Dengan nama Allah, Yang Maha Pengasih, Maha Penyayang.
Adalah tujuan diri ini menjadi abdi. Maka setiap detik, bahkan satuan waktu yang lebih kecil dari itu, selayaknya diarahkan untuk mengabdi. Lalai menyadari kenyataan ini tidak saja kan sebabkan tiap amalan tak diperhitungkan, melainkan juga hidup kan galau tanpa panduan.
Betapa ponsel yang tak tersambung pada internet ibarat benda mati. Maka jiwa yang tak tersambung pada Tuhannya pun demikian. Terombang-ambing dalam tanya, sebab ia bekerja hanya demi yang setara dengan dirinya sendiri.
Seseorang bekerja sebab ada yang mempekerjakan. Jika tak ada tuan, siapa kah yang hendak menggaji?
Begitu pun hidup. Tanpa iman, hendak ke mana kah susah payah ini hendak diminta ganti?
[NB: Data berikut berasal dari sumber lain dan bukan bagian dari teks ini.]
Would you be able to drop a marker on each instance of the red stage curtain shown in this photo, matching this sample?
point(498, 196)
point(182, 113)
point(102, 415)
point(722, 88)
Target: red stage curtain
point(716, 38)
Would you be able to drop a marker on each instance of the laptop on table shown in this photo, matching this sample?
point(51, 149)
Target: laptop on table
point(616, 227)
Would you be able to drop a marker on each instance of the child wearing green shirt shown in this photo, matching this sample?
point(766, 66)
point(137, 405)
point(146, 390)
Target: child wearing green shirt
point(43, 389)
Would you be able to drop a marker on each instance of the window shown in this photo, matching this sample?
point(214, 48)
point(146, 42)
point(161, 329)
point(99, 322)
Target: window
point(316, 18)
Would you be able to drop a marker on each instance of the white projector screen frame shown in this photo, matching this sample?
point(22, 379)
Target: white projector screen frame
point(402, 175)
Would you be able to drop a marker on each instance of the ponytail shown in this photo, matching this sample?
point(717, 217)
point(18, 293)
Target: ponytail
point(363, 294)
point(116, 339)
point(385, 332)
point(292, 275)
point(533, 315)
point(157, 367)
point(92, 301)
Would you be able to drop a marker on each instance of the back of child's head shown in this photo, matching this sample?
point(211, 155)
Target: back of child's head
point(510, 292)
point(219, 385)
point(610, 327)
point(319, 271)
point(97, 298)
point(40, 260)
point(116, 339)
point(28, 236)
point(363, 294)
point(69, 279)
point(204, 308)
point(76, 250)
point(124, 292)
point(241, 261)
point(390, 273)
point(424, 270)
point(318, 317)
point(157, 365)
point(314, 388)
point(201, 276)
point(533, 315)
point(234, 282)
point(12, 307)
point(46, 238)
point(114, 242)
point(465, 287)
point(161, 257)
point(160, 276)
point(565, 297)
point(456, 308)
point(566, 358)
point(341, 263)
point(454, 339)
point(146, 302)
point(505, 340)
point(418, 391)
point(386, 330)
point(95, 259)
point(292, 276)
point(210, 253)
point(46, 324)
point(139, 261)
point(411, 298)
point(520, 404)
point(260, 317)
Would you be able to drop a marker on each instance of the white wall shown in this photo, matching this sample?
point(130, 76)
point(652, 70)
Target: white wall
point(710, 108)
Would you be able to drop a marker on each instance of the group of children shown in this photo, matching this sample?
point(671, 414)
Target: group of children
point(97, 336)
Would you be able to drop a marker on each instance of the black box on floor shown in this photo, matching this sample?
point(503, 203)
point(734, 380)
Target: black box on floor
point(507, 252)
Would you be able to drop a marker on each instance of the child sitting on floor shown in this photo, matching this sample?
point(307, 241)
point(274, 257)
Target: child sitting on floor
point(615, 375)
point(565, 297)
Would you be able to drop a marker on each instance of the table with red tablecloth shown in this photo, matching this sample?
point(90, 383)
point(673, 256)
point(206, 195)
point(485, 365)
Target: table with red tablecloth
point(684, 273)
Iman, ibarat pendaftaran. Nama yang terdaftar dalam antrian, meski ikut lama mengantri, takkan masuk diperhitungkan. Ia yang tertera, biarpun mesti menunggu lama, kan tiba jua pada giliran. Tiap amal kebaikan, mestilah didaftarkan. Dengannya ada harapan, ada jaminan. Pada siapa? Pada yang sanggup memberikan balasan, penghargaan. Dia lah Sang Pemilik sejati.
Lalu bagaimana kah cara mendaftarkan amal?
Resapilah dalam hati: Dengan nama Allah, Yang Maha Pengasih, Maha Penyayang.
Inilah namaNya, yang dimulakan dengan kasih dan sayang. Rasakanlah dalam jiwa ketentraman, sebab tiap kebaikan setelahnya kan diperhitungkan. Tiap helaan nafas, cucuran keringat, dan kesulitan dan diganjar berlipat-lipat. Dampaknya menembus usia, melampaui batas-batas dunia.
Sungguh merugi insan yang melalaikan ucapan sederhana ini. Sebab tiap kesungguhannya hanya kan berakhir di kala tuntas umurnya. Begitu pula lah harapannya. Ia terbatasi pada apa yang bisa dipikirkan saja. Padahal semakin besar harapan, semakin baik pula keteguhan. Jika gaji yang terbit tiap awal bulan saja sanggup membangunkan tiap pagi, bagaimana kah ganjaran yang tak sanggup terbayangkan? Pastilah ia kan hadirkan aliran energi yang tak terhenti.
Mulailah, wahai diri, dengan basmalah setiap hari. Luangkan waktu pada tiap awal pagi tuk menerima energi kasih dan sayang yang tak bertepi. Bayangkan bagaimana setiap detik adalah ladang persembahan untuk kembali.
Bukan, tiap kerja bukanlah sekedar kerja. Pada tiap kerja tersedia ladang perjuangan. Pada tiap rutinitas tersedia ruang persembahan. Untuk menjalankan tugasmu dengan cinta, kau perlu banyak cinta. Sebab cinta adalah pemberian, kau perlu banyak bahan tuk diberikan. Pada siapakah hendak memenuhi stok cinta jika bukan meminta pada Yang Memilikinya?
Bacalah basmalah, wahai diri, sebab tiap kejadian adalah karunia. Jika kau tak memandang dengan cinta, kesulitan kan menjelma bencana, padahal di baliknya kerap tersimpan kebaikan tak terkira.
Tengoklah mereka yang sedang dimabuk cinta. Orang tua pada anak, contohnya. Adakah keduanya berhitung kala mengasuh dan membesarkan sang anak? Tidak! Jiwa raga dengan senang hati dipersembahkan demi kebahagiaan sang buah hati.
Cermati pula para pekerja yang bukan berlatar penghasilan. Orang sebut ia relawan, karena merelakan tenaga, pikiran, dan waktunya untuk sesuatu yang tak kasat mata.
Bacalah basmalah, wahai diri, dan rasakan banjir cinta pada jiwa, hati, dan pikiranmu. Agar tenagamu besar, mengalir tak henti-henti. Telah banyak tugas menanti, mulai matamu membuka di tiap pagi. Tak layak diri ini bermalas-malasan habiskan hari.